The main weakness of our study is the lack of a control group, and we present boys and girls together. A high dropout rate is also problematic, but is well known in lifestyle interventions, as some long-term studies report dropout rates of 34–53% [Citation29]. A recently published pilot study on a primary care-based family intervention for obesity showed 33% dropout after three months [Citation30]. In our study 24% dropped out during the first six months and in total 43% of the included children did not complete the one-year intervention. Some of those who dropped out joined activities closer to home, but some felt stigmatized by participating in this kind of group. Parents were not always motivated to transport the child to the training sessions and came up with several excuses for not taking part in the training programme themselves. In our study parents of dropouts were less physically active at baseline and participated less in the intervention, compared with those who completed the intervention. It turned out that the parents’ compliance with the intervention and their own level of physical activity at baseline correlated with the children's ability to accomplish the intervention. Another recently published study found that parental compliance is an important factor in weight-management programmes for obese children and may be assessed by the parents’ cooperativeness in completing questionnaires measuring health-related quality of life [Citation31].

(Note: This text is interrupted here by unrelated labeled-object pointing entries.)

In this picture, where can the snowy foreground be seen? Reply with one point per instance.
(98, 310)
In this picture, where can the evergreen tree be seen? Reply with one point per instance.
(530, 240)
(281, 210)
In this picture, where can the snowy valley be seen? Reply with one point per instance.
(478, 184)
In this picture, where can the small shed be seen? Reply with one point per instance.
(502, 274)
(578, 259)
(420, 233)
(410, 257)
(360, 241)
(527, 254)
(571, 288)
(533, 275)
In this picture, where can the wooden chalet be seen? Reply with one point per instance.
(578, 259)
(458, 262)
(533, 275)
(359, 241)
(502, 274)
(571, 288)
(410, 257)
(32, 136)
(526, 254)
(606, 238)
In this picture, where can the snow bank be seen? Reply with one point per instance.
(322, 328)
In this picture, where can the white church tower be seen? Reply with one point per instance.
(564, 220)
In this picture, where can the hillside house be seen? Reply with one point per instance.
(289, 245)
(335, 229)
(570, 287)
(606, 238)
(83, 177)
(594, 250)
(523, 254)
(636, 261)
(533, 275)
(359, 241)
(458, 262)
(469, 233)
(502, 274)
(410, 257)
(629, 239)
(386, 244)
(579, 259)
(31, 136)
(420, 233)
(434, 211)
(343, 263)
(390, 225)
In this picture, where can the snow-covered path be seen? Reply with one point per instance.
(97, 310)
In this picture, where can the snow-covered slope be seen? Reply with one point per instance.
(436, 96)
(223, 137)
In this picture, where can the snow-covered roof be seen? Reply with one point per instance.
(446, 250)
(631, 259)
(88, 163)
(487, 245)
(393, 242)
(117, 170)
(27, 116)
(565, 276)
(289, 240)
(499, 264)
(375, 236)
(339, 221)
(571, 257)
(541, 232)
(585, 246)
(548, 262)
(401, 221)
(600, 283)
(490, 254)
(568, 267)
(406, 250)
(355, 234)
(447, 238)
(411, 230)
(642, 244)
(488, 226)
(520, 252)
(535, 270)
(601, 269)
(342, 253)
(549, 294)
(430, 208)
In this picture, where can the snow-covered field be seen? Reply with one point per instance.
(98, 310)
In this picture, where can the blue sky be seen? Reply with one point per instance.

Our study was planned considering the children's probability of mastering the tasks they were given. The aim was to let them have fun doing exercises and forget their prejudices regarding physical activity. The intention was that the children would continue some activities after the project ended. We also wanted the intervention to be easy to copy in other primary care settings and not to be dependent upon advanced equipment or financial supports. The outcome of this study shows that it is easier to intervene with children when parents are actively participating in training. In a future programme we will need to motivate parents even more, in order to optimize the outcome.

Acknowledgements

The authors are grateful to the children and their parents for their willingness to contribute and to the educated trainers, testers, and coordinators: Trine Fjeld Syvertsen, Ken Hetlelid and Kari Aas Hansen. They would like to thank Professor Knut Øymar, University of Bergen, Ingunn Fjørtoft, Telemark University College, Prof. Emeritus Christian Borchgrevink and General Practitioner Gunnar Mouland in the “Primary health-care research group Arendal”, for their guidance on this paper.

Funding

The local council and the local hospital contributed to financing the project. The leaders of the project were paid by their employers. The first author received grants from the research fund for primary health care in Norway.

Conflicts of interest

The first two authors have received an unrestricted grant of NOK 30000 from the ‘Norwegian Association for the Study of Obesity’ in 2005.